O ministro da Defesa, general Fernando Azevedo e Silva - Sergio Lima/AFP
O ministro da Defesa, general Fernando Azevedo e Silva Imagem: Sergio Lima/AFP

Mateus Vargas

Em Brasília

26/08/2019 21h59

O ministro da Defesa, Fernando Azevedo e Silva, disse hoje que cerca de 3 mil militares das Forças Armadas estão prontos para combater incêndios e crimes ambientais na região da Amazônia Legal.

Azevedo reforçou a posição do governo de que os incêndios na região estão controlados. Ele apontou preocupação com partes do Pará, mas disse que estes focos já estão sendo combatidos.

Segundo o ministro, o Comando militar da Amazônia colocou mil militares à disposição e o Comando Militar do Norte outros 1.700. Ele arrendou para 3 mil homens que já podem atuar no local.

Azevedo e Silva afirmou que o Chile ofereceu quatro aeronaves com capacidade de dispersão de água, além de 30 brigadistas. Já o Equador disponibilizou uma aeronave e outros 30 brigadistas. O ministro declarou que Estados Unidos e Israel prometeram apoio, mas ainda não detalharam a forma.

As equipes de Chile e Equador devem ir à Amazônia Legal assim que for definido em quais regiões elas poderão atuar, disse o ministro.

Segundo Azevedo e Silva, as Forças Armadas do Brasil têm cerca de 43 mil militares na Amazônia. Ele ponderou que aproximadamente 3 mil estariam prontos para atuar agora, conforme o presidente da República permitiu no decreto para Garantia da Lei e da Ordem (GLO).

O ministro da Defesa disse que apenas o governador do Maranhão, Flávio Dino (PC do B), não solicitou a ajuda das Forças Armadas. A assessoria do governador informou à reportagem que o pedido será feito e que ele deve participar de reunião amanhã com Bolsonaro e governadores da Amazônia Legal.
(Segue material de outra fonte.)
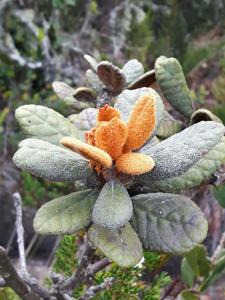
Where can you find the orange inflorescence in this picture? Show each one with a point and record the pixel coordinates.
(112, 140)
(107, 113)
(141, 123)
(134, 163)
(111, 137)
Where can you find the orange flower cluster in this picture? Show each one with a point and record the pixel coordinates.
(111, 142)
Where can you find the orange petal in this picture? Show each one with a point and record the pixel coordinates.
(111, 137)
(88, 151)
(134, 163)
(141, 123)
(107, 113)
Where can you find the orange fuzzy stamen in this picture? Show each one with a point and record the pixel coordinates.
(111, 137)
(88, 151)
(134, 163)
(107, 113)
(141, 123)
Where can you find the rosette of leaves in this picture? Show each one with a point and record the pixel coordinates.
(118, 147)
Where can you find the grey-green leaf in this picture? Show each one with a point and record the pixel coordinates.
(203, 114)
(112, 77)
(66, 214)
(51, 162)
(132, 70)
(127, 99)
(44, 123)
(145, 80)
(169, 126)
(186, 158)
(85, 120)
(168, 223)
(121, 246)
(113, 208)
(170, 76)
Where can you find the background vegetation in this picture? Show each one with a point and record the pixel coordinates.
(43, 41)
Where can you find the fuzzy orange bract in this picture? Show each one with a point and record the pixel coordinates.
(112, 140)
(134, 163)
(107, 113)
(141, 123)
(111, 137)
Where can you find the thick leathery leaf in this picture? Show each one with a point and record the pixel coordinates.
(197, 173)
(132, 70)
(170, 76)
(203, 114)
(127, 99)
(44, 123)
(195, 264)
(169, 126)
(112, 77)
(64, 92)
(189, 148)
(121, 246)
(145, 80)
(168, 223)
(85, 94)
(93, 80)
(85, 120)
(50, 162)
(66, 214)
(92, 62)
(113, 208)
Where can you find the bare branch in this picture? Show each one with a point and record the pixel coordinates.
(20, 231)
(93, 290)
(13, 279)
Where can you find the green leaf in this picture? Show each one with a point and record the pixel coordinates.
(132, 70)
(44, 123)
(112, 77)
(64, 92)
(169, 126)
(195, 264)
(85, 120)
(113, 208)
(185, 159)
(203, 114)
(168, 223)
(170, 76)
(217, 272)
(51, 162)
(187, 295)
(145, 80)
(66, 214)
(127, 99)
(121, 246)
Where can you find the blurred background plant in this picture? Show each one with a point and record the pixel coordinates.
(44, 41)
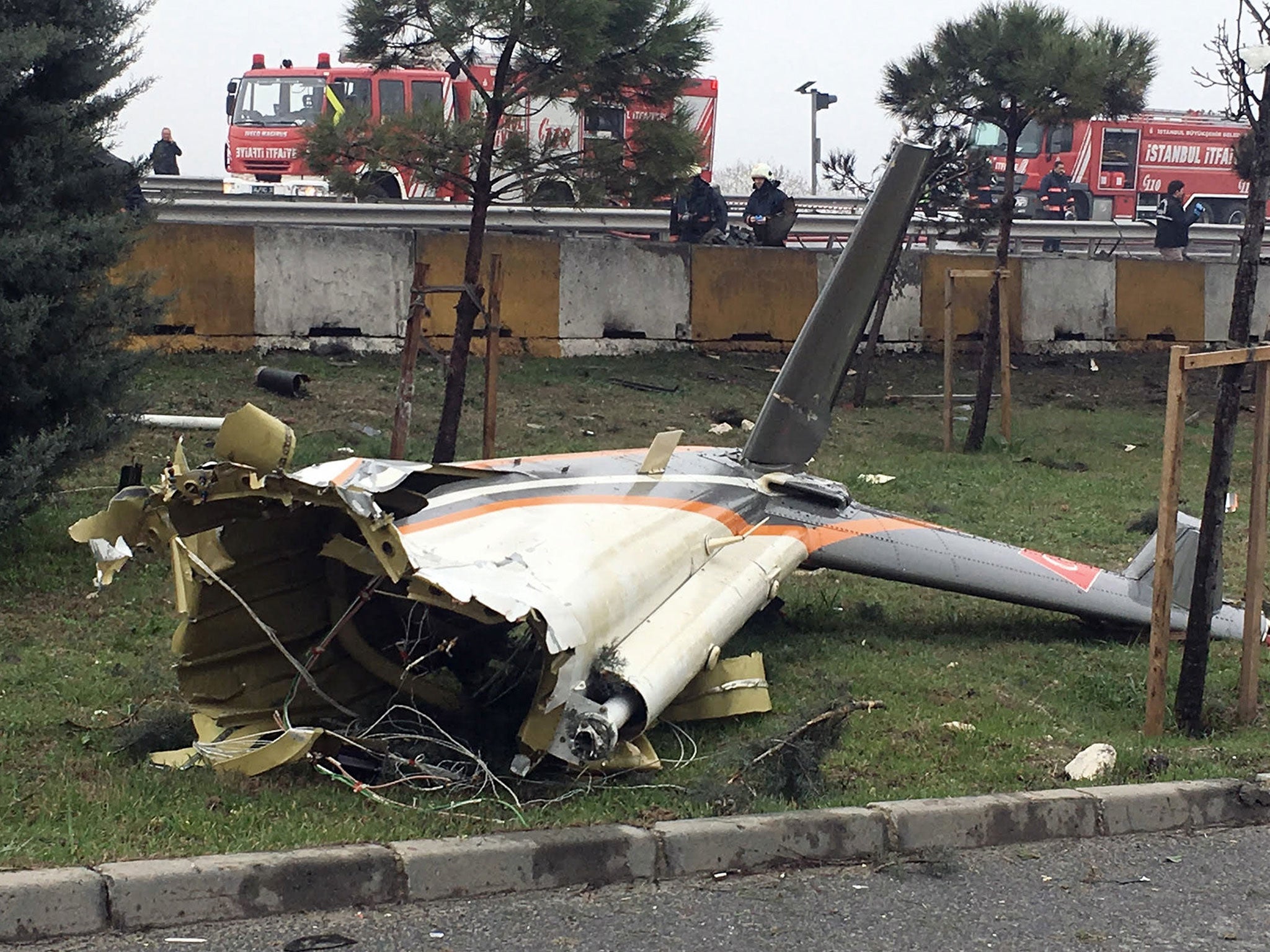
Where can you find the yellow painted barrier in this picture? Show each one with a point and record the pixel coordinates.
(741, 298)
(531, 280)
(210, 272)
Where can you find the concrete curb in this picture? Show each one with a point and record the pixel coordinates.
(48, 903)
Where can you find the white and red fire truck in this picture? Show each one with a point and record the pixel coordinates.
(1121, 168)
(270, 108)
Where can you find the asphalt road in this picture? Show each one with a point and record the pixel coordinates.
(1206, 891)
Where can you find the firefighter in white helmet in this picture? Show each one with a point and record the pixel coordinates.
(769, 209)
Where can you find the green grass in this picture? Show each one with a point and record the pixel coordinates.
(1037, 685)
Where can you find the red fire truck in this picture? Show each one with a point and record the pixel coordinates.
(270, 108)
(1122, 168)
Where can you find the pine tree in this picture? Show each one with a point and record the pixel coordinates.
(64, 225)
(600, 51)
(1249, 99)
(1010, 65)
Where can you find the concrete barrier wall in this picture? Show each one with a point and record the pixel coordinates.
(238, 287)
(623, 298)
(315, 282)
(1067, 300)
(1160, 300)
(1219, 294)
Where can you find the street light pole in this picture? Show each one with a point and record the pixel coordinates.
(819, 100)
(815, 143)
As declarações de Azevedo e Silva foram feitas após reunião com o presidente Jair Bolsonaro (PSL). Participaram da conversa os ministros da Justiça e Segurança Pública, Sergio Moro; do Gabinete de Segurança Institucional (GSI), Augusto Heleno; da Casa Civil, Onyx Lorenzoni; do Itamaraty, Ernesto Araújo e da Secretaria de Governo, Luiz Eduardo Ramos, além do chefe da Defesa.